Special purpose acquisition companies (SPACs), also known as “blank check companies” provide an alternative route for private companies to go public from the traditional initial public offering (IPO) process. There are pros and cons to going public via a SPAC with one of the main advantages being faster execution. A SPAC merger can typically occur within 4-6 months on average whereas a traditional IPO typically takes longer, often up to 12-18 months.
We covered how a typical SPAC transaction works in a previous blog, SPAC: Is it a hack?, but to summarize:
- A SPAC entity is formed, goes through the IPO process, and typically sells units which are comprised of a share and a warrant (these components are eventually separated into common stock and tradable warrants).

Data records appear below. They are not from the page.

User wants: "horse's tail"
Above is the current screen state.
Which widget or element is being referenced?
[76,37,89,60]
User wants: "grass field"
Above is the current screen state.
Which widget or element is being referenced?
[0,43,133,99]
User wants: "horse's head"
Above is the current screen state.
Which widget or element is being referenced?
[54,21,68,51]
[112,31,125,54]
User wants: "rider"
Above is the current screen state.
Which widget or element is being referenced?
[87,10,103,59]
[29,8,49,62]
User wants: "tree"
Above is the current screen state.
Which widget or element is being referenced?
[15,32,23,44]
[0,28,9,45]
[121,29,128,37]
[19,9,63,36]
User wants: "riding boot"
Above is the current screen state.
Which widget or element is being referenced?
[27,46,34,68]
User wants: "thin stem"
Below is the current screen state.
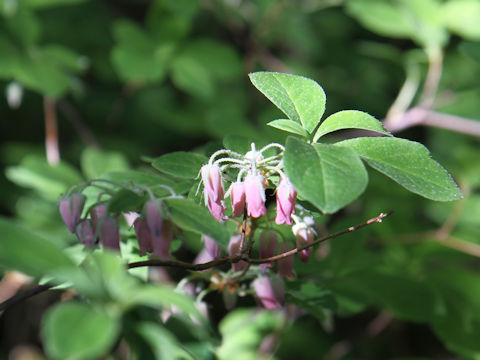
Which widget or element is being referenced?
[0,284,55,311]
[127,211,393,271]
[43,98,60,165]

- Remember, the SPAC is a shell company with the sole purpose of raising funds to combine with a yet-to-be identified private company to take it public. As such, there is a period of time for the SPAC to search for a target company.

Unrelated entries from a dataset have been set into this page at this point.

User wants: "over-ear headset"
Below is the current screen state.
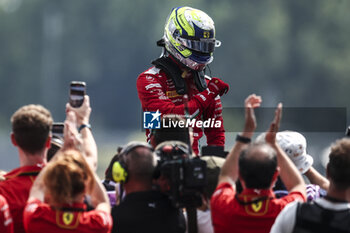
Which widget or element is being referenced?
[112,141,153,184]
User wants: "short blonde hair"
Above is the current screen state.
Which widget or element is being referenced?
[43,150,94,205]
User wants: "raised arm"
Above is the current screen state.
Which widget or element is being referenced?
[305,166,329,191]
[265,103,306,197]
[218,94,262,187]
[65,95,97,171]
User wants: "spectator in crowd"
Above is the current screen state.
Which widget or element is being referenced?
[271,138,350,233]
[102,147,122,207]
[151,114,225,233]
[256,130,329,201]
[47,135,63,162]
[0,105,53,233]
[150,114,193,148]
[24,98,112,233]
[185,155,225,233]
[137,6,229,154]
[112,142,185,233]
[24,149,112,233]
[64,95,97,172]
[0,170,7,181]
[211,94,306,233]
[0,195,13,233]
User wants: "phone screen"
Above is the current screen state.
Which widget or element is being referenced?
[69,81,86,108]
[51,122,64,138]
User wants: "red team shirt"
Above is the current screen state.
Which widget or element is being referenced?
[0,165,42,233]
[211,183,305,233]
[137,67,225,154]
[23,200,112,233]
[0,195,13,233]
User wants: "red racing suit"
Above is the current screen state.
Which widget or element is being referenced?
[137,67,225,154]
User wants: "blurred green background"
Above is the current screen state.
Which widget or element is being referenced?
[0,0,350,175]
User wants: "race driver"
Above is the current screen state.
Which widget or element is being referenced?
[137,6,229,154]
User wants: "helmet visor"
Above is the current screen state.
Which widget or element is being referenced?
[176,37,221,53]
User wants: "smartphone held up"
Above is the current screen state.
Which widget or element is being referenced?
[69,81,86,108]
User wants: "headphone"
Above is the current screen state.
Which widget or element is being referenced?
[112,141,153,184]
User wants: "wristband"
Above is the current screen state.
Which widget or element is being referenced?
[236,134,252,144]
[78,124,91,133]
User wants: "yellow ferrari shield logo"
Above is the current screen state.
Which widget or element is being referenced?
[62,212,74,225]
[252,201,262,212]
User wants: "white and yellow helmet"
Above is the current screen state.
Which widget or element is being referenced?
[163,6,221,71]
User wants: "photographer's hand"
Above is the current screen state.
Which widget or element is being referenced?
[66,95,91,127]
[62,112,83,151]
[265,103,306,200]
[218,94,262,189]
[66,95,97,171]
[241,94,262,138]
[265,103,282,146]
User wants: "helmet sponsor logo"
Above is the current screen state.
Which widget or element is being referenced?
[166,91,181,98]
[145,83,162,91]
[62,212,74,225]
[252,201,262,212]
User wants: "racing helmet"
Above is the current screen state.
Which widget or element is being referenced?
[163,6,221,71]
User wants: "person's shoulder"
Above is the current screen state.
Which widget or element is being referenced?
[271,201,300,233]
[274,192,305,208]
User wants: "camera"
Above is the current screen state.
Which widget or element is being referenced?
[51,122,64,138]
[156,141,207,208]
[69,81,86,108]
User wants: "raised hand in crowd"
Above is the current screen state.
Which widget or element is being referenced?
[64,95,97,171]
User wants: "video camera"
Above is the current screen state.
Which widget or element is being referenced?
[156,141,207,208]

- Once a target company is identified, an agreement reached, regulatory requirements satisfied, and shareholder approval obtained, the shell company merges with the private company resulting in the private company becoming a public company. This is referred to as the “de-SPAC” transaction.

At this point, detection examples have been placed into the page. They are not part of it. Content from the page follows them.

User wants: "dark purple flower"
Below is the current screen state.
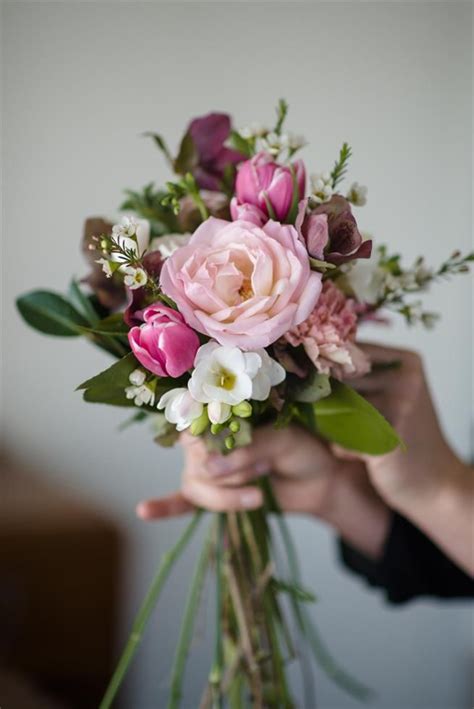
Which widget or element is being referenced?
[311,194,372,265]
[187,113,245,190]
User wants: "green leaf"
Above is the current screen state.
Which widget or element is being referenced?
[16,290,88,337]
[76,352,140,406]
[303,380,402,455]
[69,279,100,325]
[79,313,130,337]
[294,372,331,404]
[273,579,317,603]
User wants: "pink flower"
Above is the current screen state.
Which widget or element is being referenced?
[128,303,200,377]
[231,152,306,226]
[285,281,370,379]
[160,217,321,350]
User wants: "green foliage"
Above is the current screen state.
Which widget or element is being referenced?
[293,371,331,404]
[76,352,141,408]
[16,290,88,337]
[274,98,289,135]
[331,143,352,189]
[229,130,255,158]
[120,182,180,236]
[298,380,401,455]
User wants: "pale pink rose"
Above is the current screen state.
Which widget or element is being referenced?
[160,217,321,350]
[285,281,370,379]
[128,303,200,377]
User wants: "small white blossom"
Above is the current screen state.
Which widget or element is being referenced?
[110,217,150,263]
[96,258,113,278]
[128,369,146,386]
[150,234,191,258]
[125,384,155,406]
[346,182,367,207]
[121,266,148,290]
[239,123,269,140]
[158,387,204,431]
[310,172,333,204]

- If a target company is not identified within the required timeframe, it must return the funds raised in the initial SPAC IPO to shareholders (less a management fee).
The popularity of going public via the SPAC route continues to grow. The chart below shows the growth in capital raised in SPAC IPOs has exploded in the past couple of years.
In 2020, 248 SPAC deals were completed for a total value of $83.4 billion. The capital raised was an increase of over six times of that raised in 2019. Growth continued in 2021, with 613 SPAC deals completed for a total value of $162.5 billion. (source: spacresearch.com)
SPAC structures are complex and with the increase in popularity and use of these structures, concerns were raised with regards to shareholder protections. These concerns fall under the purview of the Securities and Exchange Commission (SEC) as their three-part mission is to protect investors, maintain fair, orderly, and efficient markets, and to facilitate capital formation.
SEC proposes new regulations on SPAC transactions
On March 30, 2022, the SEC proposed new rules intended to enhance investor protections in initial public offerings by special purpose acquisition companies (“SPACs”) and in subsequent business combination transactions between SPACs and private operating companies.
Chair Gary Gensler, in his statement on the proposed rule, indicated the proposal addresses:
- Full and fair disclosures including, among other things, SPAC sponsors, conflicts of interests, SPAC target IPOs, and dilution
- Standards around SPAC marketing practices
- Gatekeeper and issuer obligations
- When SPACs become subject to the investor protection framework of the Investment Company Act
The proposed rules were released in a 372-page document, divided into five different categories as follows:
- Proposed new subpart 1600 of Regulation S-K
- Aligning de-SPAC transactions with initial public offerings
- Business combinations involving shell companies
- Enhanced projections disclosure
- Safe harbor under the Investment Company Act
You can access the full document here: Proposed Rule: Special Purpose Acquisition Companies, Shell Companies, and Projections.
Comments should be received by May 31, 2022, or within 30 days after publication in the Federal Register, whichever is later.